Open RomStriker opened 7 months ago

RomStriker commented 7 months ago

Hi,

I have trained vesselformer on the synthetic dataset using the default hyperparameters. During training I get the following best validations scores:

Validation Max Det 40
mAP_IoU: 0.2965481494636376
AP_IoU_5: 0.6506306071682731
AP_IoU_75: 0.23343406057003702
mAR_IoU: 0.3899653763743117
AR_IoU_5: 0.7214829325675964
AR_IoU_75: 0.3675396367907524

but when running the vesselformer_inference.py script for testing using this trained model, I get very low scores, and jugding from the plot the predictions look almost random.

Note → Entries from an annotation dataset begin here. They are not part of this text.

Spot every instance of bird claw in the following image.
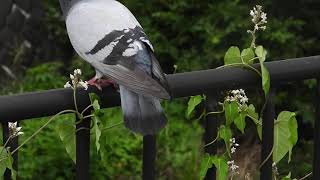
[88,78,116,91]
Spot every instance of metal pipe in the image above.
[0,56,320,122]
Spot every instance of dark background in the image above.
[0,0,320,179]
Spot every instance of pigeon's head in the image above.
[59,0,81,17]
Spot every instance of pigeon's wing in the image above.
[66,1,170,99]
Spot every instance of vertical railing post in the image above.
[260,88,275,180]
[2,122,19,180]
[312,79,320,180]
[76,110,90,180]
[204,93,219,180]
[142,135,156,180]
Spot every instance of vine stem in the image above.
[216,63,262,77]
[81,104,93,116]
[299,172,312,180]
[11,110,75,154]
[259,146,274,169]
[73,87,81,116]
[101,121,123,131]
[203,135,219,148]
[0,136,11,156]
[246,114,262,126]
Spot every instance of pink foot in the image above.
[88,77,116,91]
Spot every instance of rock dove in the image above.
[59,0,170,135]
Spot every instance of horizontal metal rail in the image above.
[0,56,320,180]
[0,56,320,122]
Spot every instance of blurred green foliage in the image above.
[0,0,320,179]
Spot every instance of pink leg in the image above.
[88,77,116,91]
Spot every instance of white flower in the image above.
[227,160,234,165]
[227,160,239,173]
[249,5,267,33]
[231,147,237,154]
[8,122,24,137]
[64,69,88,90]
[63,81,72,88]
[79,80,88,90]
[73,69,82,76]
[230,164,239,171]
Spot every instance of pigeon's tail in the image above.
[119,85,167,135]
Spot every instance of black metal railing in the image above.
[0,56,320,180]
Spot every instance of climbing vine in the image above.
[187,5,310,180]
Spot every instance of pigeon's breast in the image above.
[66,0,141,62]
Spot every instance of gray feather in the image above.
[120,86,167,135]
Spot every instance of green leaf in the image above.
[92,116,101,152]
[224,46,242,65]
[260,62,270,96]
[246,104,259,121]
[0,146,8,176]
[281,172,291,180]
[199,153,212,180]
[288,116,298,163]
[273,111,295,163]
[256,124,262,141]
[241,48,255,64]
[0,146,17,180]
[92,100,100,111]
[218,125,232,155]
[56,119,76,163]
[224,101,239,126]
[7,153,17,180]
[234,112,246,134]
[211,156,228,180]
[255,46,270,96]
[255,46,267,63]
[89,93,100,104]
[187,95,203,118]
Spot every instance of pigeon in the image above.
[59,0,171,135]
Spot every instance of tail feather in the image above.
[119,85,167,135]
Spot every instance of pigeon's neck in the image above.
[59,0,83,17]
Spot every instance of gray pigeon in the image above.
[59,0,170,135]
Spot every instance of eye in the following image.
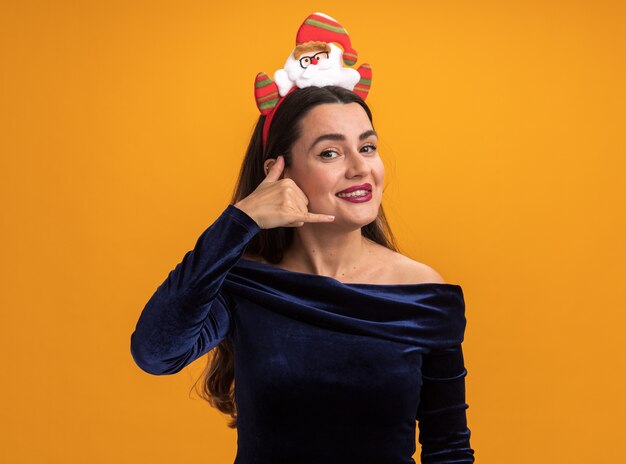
[319,150,339,159]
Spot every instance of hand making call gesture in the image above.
[234,155,335,229]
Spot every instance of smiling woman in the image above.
[131,13,474,464]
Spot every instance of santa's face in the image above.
[284,103,385,230]
[284,44,343,83]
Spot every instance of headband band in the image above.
[254,13,372,148]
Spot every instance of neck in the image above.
[283,223,372,280]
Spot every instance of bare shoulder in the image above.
[370,249,446,284]
[241,253,268,264]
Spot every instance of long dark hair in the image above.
[190,86,398,428]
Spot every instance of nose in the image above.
[346,151,372,177]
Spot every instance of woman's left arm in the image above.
[416,345,474,464]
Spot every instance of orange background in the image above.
[0,0,626,464]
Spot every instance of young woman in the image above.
[131,86,474,464]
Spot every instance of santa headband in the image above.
[254,13,372,147]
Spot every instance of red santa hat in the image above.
[296,12,358,66]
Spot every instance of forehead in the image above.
[300,103,372,136]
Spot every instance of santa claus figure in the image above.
[255,13,372,114]
[274,41,361,97]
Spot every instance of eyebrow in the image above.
[309,129,378,151]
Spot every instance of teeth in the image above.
[337,190,369,198]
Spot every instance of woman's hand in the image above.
[234,155,335,229]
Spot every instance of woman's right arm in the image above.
[130,156,334,375]
[130,205,260,375]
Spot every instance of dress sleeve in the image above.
[130,205,260,375]
[416,345,474,464]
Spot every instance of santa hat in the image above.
[296,12,358,66]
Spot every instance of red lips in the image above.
[335,183,372,195]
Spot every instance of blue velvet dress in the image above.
[130,205,474,464]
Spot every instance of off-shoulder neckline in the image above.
[237,257,461,290]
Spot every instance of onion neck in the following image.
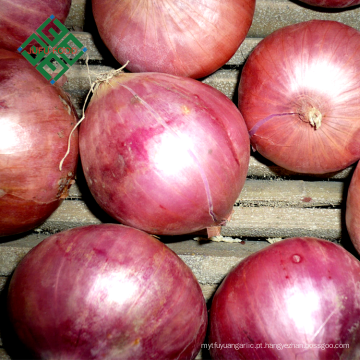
[307,107,322,130]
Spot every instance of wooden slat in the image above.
[21,195,342,240]
[68,178,347,208]
[247,157,355,181]
[247,0,360,38]
[237,179,345,208]
[221,207,344,240]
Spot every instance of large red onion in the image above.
[301,0,360,9]
[239,20,360,174]
[345,163,360,254]
[92,0,255,78]
[209,238,360,360]
[8,224,207,360]
[0,0,71,51]
[79,73,250,235]
[0,49,78,236]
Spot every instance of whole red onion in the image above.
[79,73,250,235]
[92,0,255,78]
[239,20,360,174]
[0,49,78,236]
[8,224,207,360]
[301,0,360,9]
[345,163,360,254]
[0,0,71,51]
[209,238,360,360]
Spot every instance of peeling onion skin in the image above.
[92,0,255,79]
[300,0,360,9]
[345,163,360,254]
[0,0,71,51]
[209,237,360,360]
[0,49,78,236]
[238,20,360,174]
[8,224,207,360]
[79,73,250,235]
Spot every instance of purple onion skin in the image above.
[91,0,255,79]
[79,73,250,235]
[0,49,78,237]
[345,162,360,254]
[0,0,71,51]
[8,224,207,360]
[209,238,360,360]
[238,20,360,174]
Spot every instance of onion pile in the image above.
[209,238,360,360]
[345,163,360,254]
[239,20,360,174]
[92,0,255,78]
[79,73,250,235]
[8,224,207,360]
[0,0,71,51]
[0,49,78,236]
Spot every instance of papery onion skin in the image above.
[300,0,360,9]
[92,0,255,79]
[209,238,360,360]
[0,49,78,236]
[238,20,360,174]
[79,73,250,235]
[0,0,71,51]
[345,163,360,254]
[8,224,207,360]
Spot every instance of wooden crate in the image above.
[0,0,360,360]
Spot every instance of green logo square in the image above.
[18,15,87,84]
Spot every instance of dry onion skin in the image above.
[0,49,78,236]
[92,0,255,79]
[0,0,71,51]
[8,224,207,360]
[79,73,250,235]
[238,20,360,174]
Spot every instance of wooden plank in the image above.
[221,207,344,240]
[9,195,342,240]
[247,0,360,38]
[237,179,345,208]
[68,178,347,208]
[248,153,355,181]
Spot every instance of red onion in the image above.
[0,0,71,51]
[345,163,360,254]
[0,49,78,236]
[209,238,360,360]
[239,20,360,174]
[79,73,250,235]
[8,224,207,360]
[92,0,255,78]
[301,0,360,9]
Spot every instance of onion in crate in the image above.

Test stats are following.

Betti-error: [46.5578]
Mean SMD: tensor(0.0302)
Mean L1 radius regression: tensor(10.3417)
Test Max Det 200
Nodes
mAP_IoU_1 = 0.0026091254648875264
AP_IoU_5_1 = 0.005493092728723394
AP_IoU_75_1 = 0.00022674023662463274
mAR_IoU_1 = 0.006909224083384248
AR_IoU_5_1 = 0.023025307895504988
AR_IoU_75_1 = 0.0029932900264156483
Edges
mAP_IoU_2 = 4.3443222095069505e-06
AP_IoU_5_2 = 2.428608264147055e-05
AP_IoU_75_2 = 2.646739802111198e-07
mAR_IoU_2 = 0.0013259698470660544
AR_IoU_5_2 = 0.007606023355869699
AR_IoU_75_2 = 6.327054484977765e-05

Do you know what could be causing this issue?

Coincidance-Levi commented 7 months ago

I‘ve met similar situation. Very puzzled with the result. Did the problem come from the possible wrong correspondence between the image and node & edge? Have you ever visualized the data?